The Burberry fashion show under the creative direction of Daniel Lee was one of the most anticipated moments of London Fashion Week. A collection inhabited by all the British archetypes, full of light, roses and emotion. We tell you all about Lee’s debut for the British house.
The anticipation surrounding the Bradford designer’s foray into the cult brand had all spheres of fashion on tenterhooks. But Lee, through his AW23 proposal, not only took the house into a new era or modern dimension but also paid homage to its archival roots. A magical trail that we could already see reflected in his time at Bottega Veneta, bewitching the whole identity of the brand, and bringing it to a climax.

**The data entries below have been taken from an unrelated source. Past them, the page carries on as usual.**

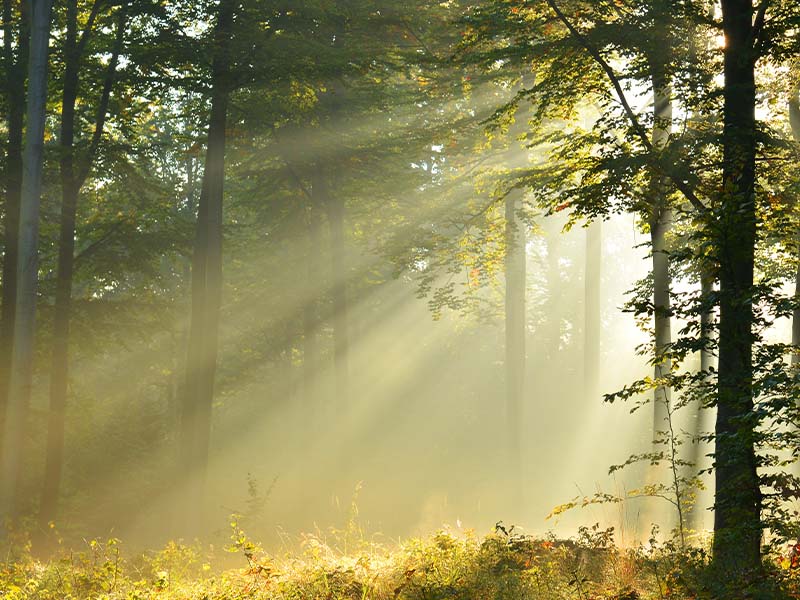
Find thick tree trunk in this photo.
[713,0,761,578]
[181,0,235,529]
[0,0,51,518]
[39,1,125,530]
[505,190,527,496]
[583,221,603,401]
[0,0,30,436]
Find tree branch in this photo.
[75,0,128,189]
[547,0,708,214]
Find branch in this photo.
[75,0,128,189]
[75,0,102,61]
[547,0,708,214]
[750,0,772,56]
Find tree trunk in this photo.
[583,221,603,401]
[792,248,800,365]
[789,84,800,365]
[0,0,30,436]
[322,170,350,409]
[505,190,527,509]
[713,0,761,579]
[39,0,125,530]
[687,266,714,531]
[181,0,235,529]
[0,0,51,518]
[650,61,672,443]
[303,170,324,415]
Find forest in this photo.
[0,0,800,600]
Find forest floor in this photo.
[0,521,800,600]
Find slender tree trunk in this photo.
[322,170,350,408]
[650,61,672,443]
[792,251,800,365]
[687,267,714,530]
[0,0,30,436]
[583,221,603,400]
[713,0,761,579]
[39,1,125,530]
[789,84,800,365]
[181,0,235,528]
[505,190,527,502]
[0,0,51,518]
[303,171,324,415]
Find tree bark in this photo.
[39,0,126,530]
[322,173,350,409]
[650,60,672,443]
[0,0,30,435]
[505,190,527,500]
[181,0,235,529]
[0,0,51,518]
[713,0,761,579]
[789,84,800,365]
[583,221,603,400]
[303,170,324,415]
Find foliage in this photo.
[9,521,800,600]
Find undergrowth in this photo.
[0,518,800,600]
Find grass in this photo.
[0,519,800,600]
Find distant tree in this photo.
[39,0,128,529]
[181,0,237,527]
[0,0,30,435]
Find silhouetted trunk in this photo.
[686,266,714,531]
[39,0,126,529]
[789,85,800,365]
[713,0,761,578]
[0,0,30,436]
[792,253,800,365]
[324,171,350,409]
[0,0,51,519]
[505,190,527,496]
[181,0,235,528]
[303,171,324,414]
[650,60,672,442]
[583,221,603,402]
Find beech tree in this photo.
[0,0,51,517]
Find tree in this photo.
[0,0,30,432]
[711,0,770,575]
[39,0,128,529]
[0,0,51,517]
[181,0,236,526]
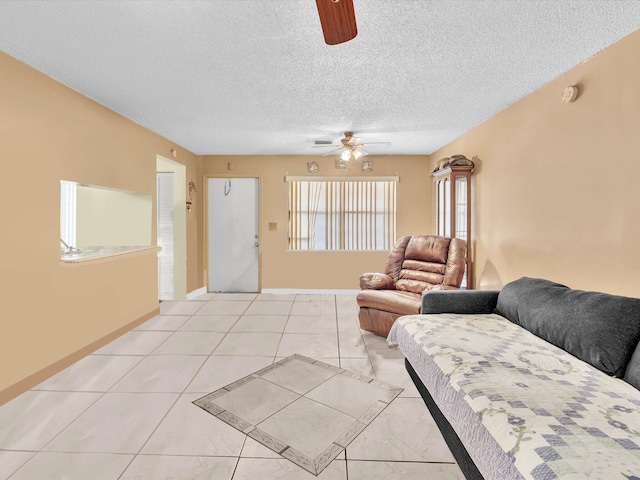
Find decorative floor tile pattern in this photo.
[193,354,402,475]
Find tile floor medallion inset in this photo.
[193,354,402,476]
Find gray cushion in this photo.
[496,277,640,377]
[624,347,640,390]
[420,290,498,315]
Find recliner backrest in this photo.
[385,235,467,293]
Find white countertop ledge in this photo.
[60,245,162,264]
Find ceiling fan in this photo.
[311,132,391,162]
[316,0,358,45]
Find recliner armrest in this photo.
[420,290,500,314]
[360,273,395,290]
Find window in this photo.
[286,177,398,250]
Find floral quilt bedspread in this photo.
[388,314,640,480]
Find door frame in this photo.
[202,173,264,293]
[153,155,187,301]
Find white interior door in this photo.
[207,178,259,292]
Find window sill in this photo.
[60,245,162,265]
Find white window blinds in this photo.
[286,177,398,250]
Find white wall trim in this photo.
[187,287,207,300]
[261,288,360,295]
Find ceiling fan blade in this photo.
[316,0,358,45]
[322,147,343,157]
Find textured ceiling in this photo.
[0,0,640,155]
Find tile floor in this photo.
[0,294,464,480]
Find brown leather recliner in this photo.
[357,235,467,337]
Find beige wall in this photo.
[0,53,201,404]
[200,155,431,289]
[432,30,640,296]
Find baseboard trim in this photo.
[187,287,207,300]
[0,308,160,406]
[261,288,360,295]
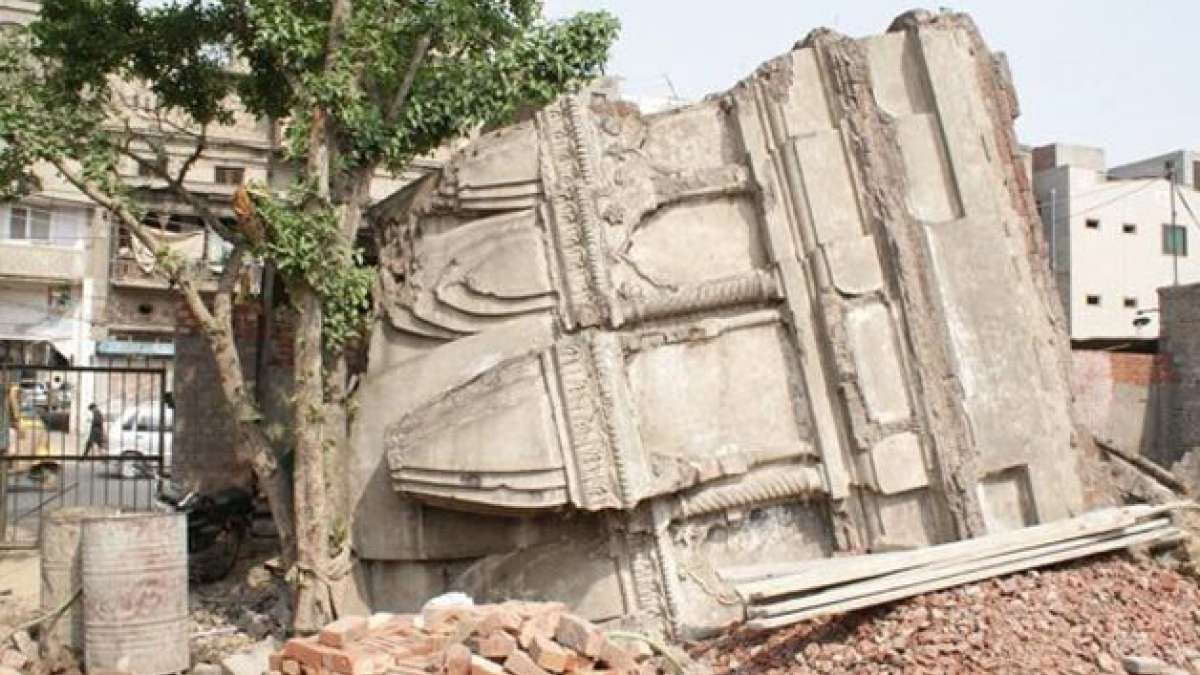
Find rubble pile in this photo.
[691,555,1200,675]
[190,560,292,664]
[269,602,658,675]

This proposal for the AW23 womenswear season framed in LFW, becomes a true ode to England, and the rediscovery of the British character of the luxury brand. Daniel Lee thus deployed on a small enclave or park in Kennington a huge tent filled with brown Burberry plaid cushions and cozy blankets that sheltered iconic attendees such as Naomi Campbell or Anna Wintour.

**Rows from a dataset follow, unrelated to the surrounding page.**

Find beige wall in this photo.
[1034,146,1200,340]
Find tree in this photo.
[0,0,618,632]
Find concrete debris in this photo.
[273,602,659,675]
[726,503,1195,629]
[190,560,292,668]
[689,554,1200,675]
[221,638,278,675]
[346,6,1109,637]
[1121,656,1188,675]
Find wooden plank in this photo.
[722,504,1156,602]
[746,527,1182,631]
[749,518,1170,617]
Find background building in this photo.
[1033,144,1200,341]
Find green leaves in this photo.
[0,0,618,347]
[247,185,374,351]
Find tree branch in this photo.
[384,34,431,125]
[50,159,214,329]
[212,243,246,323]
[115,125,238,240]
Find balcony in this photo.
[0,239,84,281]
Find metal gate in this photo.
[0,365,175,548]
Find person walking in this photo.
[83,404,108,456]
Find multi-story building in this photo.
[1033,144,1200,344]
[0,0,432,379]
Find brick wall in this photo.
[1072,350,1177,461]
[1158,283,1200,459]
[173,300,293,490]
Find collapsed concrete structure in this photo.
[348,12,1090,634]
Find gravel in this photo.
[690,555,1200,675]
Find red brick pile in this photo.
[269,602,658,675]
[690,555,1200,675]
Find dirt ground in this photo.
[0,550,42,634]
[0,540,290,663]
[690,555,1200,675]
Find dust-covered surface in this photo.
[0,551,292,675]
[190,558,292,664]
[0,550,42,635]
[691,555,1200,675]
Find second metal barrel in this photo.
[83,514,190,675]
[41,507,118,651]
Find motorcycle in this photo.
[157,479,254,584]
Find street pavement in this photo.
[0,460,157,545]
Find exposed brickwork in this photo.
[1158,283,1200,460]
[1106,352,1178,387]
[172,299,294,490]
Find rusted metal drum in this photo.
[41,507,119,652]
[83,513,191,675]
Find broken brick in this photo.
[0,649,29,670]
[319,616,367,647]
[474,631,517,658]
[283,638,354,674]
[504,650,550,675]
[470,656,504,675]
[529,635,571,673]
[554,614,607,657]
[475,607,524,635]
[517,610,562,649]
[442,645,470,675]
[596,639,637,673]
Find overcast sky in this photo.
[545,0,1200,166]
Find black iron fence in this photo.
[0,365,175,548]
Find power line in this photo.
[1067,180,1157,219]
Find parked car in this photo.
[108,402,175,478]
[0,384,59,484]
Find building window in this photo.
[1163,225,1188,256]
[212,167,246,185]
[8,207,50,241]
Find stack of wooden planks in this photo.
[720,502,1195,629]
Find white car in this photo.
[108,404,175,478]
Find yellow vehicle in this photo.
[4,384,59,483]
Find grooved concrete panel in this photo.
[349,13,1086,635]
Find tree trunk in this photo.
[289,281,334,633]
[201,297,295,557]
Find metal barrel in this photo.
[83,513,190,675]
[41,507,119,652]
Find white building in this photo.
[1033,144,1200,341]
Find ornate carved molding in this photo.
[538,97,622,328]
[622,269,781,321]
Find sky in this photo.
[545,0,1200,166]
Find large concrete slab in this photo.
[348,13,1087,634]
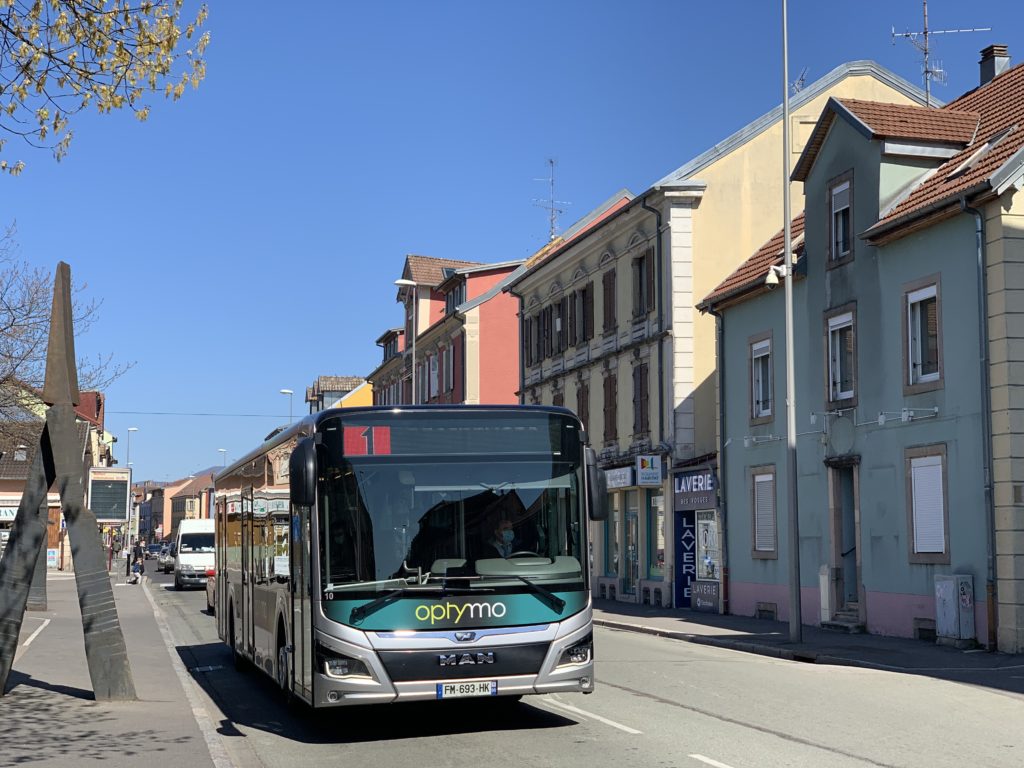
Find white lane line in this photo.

This became the stage on which Daniel Lee presented a series of British characters and archetypes: from punks to fox hunters. Without forgetting the English rose, as a constant that bloomed in the form of prints and words in a poetic way, while Burial put the soundtrack to his whole universe.
“THE WINDS OF CHANGE”
The collection thus paid homage to the English rose in a collection in which flexible knit columns were ruffled in the shape of rosebuds, or long-cut jackets were printed with rose motifs. “A rose is not always a rose” read one of his T-shirts.

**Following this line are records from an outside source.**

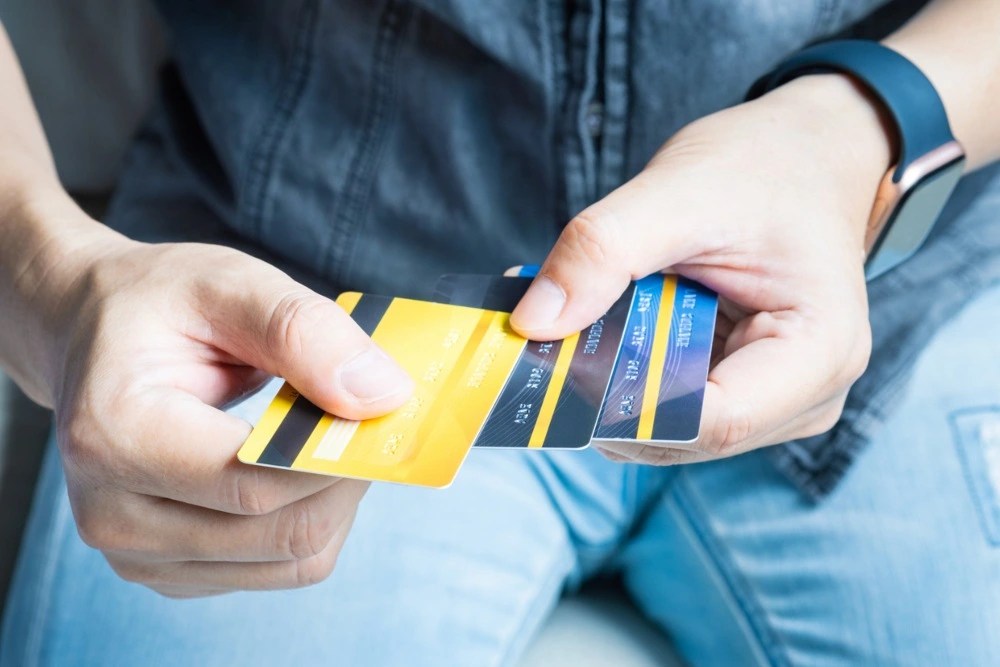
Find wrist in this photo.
[758,73,898,244]
[0,186,128,407]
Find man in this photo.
[0,0,1000,665]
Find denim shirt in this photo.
[137,0,1000,497]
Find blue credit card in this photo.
[434,275,632,449]
[435,266,718,448]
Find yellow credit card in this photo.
[238,292,526,487]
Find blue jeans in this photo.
[0,289,1000,667]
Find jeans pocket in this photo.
[949,405,1000,546]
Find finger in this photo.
[511,173,694,340]
[97,387,336,515]
[85,479,368,562]
[695,313,867,457]
[597,441,713,466]
[199,261,413,419]
[108,521,351,596]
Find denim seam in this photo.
[812,0,840,35]
[948,405,1000,546]
[775,264,992,501]
[320,0,412,283]
[243,0,319,238]
[24,478,69,665]
[496,534,579,665]
[670,471,791,667]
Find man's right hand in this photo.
[43,236,412,597]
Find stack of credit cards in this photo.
[239,267,717,487]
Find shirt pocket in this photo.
[949,405,1000,546]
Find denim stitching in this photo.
[321,0,412,283]
[496,535,579,665]
[24,460,69,665]
[243,0,319,238]
[948,405,1000,546]
[670,471,791,667]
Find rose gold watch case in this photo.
[865,141,965,280]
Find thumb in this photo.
[510,173,689,340]
[203,272,413,419]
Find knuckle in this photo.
[563,210,619,265]
[76,510,111,551]
[702,405,753,456]
[57,415,104,467]
[282,501,332,560]
[804,395,847,438]
[107,558,157,586]
[233,466,278,516]
[294,550,337,588]
[265,290,326,358]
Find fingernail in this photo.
[340,347,413,403]
[510,276,566,331]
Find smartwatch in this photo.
[747,39,965,280]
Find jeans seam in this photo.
[496,535,574,666]
[24,470,68,665]
[320,0,413,282]
[948,405,1000,547]
[244,0,319,238]
[670,471,791,667]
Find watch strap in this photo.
[747,39,955,182]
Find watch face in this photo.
[865,157,965,280]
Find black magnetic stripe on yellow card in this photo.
[350,294,393,336]
[257,294,392,468]
[257,396,323,468]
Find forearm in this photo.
[885,0,1000,169]
[0,26,123,405]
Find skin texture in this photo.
[0,0,1000,597]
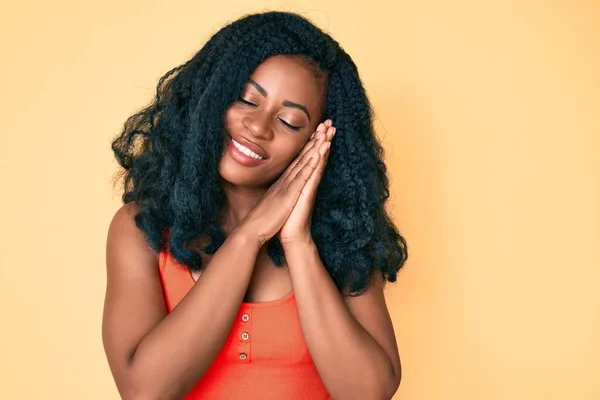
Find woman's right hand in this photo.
[235,122,330,247]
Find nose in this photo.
[242,113,273,140]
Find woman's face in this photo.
[219,55,325,187]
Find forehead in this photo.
[250,55,324,115]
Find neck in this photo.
[221,181,268,233]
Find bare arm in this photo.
[102,204,260,399]
[102,123,324,400]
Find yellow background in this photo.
[0,0,600,400]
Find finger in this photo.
[309,122,325,139]
[302,142,331,204]
[287,152,320,195]
[288,132,326,177]
[281,123,325,179]
[282,126,325,179]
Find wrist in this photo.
[228,225,263,252]
[281,235,317,250]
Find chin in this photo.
[219,154,274,188]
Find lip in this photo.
[227,137,267,167]
[229,135,269,160]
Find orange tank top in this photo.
[159,250,331,400]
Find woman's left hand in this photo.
[277,119,335,246]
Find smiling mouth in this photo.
[231,138,265,160]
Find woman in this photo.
[103,12,407,400]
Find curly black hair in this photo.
[112,11,407,296]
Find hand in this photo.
[235,120,327,246]
[277,119,335,246]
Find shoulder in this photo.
[106,202,158,261]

But beyond that bucolic reference, elegance and tradition ran through all the pieces, this time remastered to connect with the modern era through asymmetrical draped scarf dresses or large doses of tartan in different electric tones. Burberry’s signature checks were presented in vibrant colors such as klein blue in tailoring, blanket coats and knitwear.Covering that whole beauty exploration scenario were a series of oversized trench coats with faux fur lapels, as well as classic deconstructed coats, combined with a footwear offering that also crystallized all the looks present. XXL rubber rain boots coexisted with sneakers or square sandals, mules and pumps, some of them embellished with hints of faux fur and shearling.
Finally, the creative director explored the art of the bizarre and extravagance through his accessories, with knitted duck hats or fox tails hanging from pockets and bag handles, referring to the high social spheres that wear Burberry.
In short, Daniel Lee has managed in just six months at the helm of the brand to revolutionize the British brand’s identity and take it to an exciting new dimension. Because this Burberry is forever.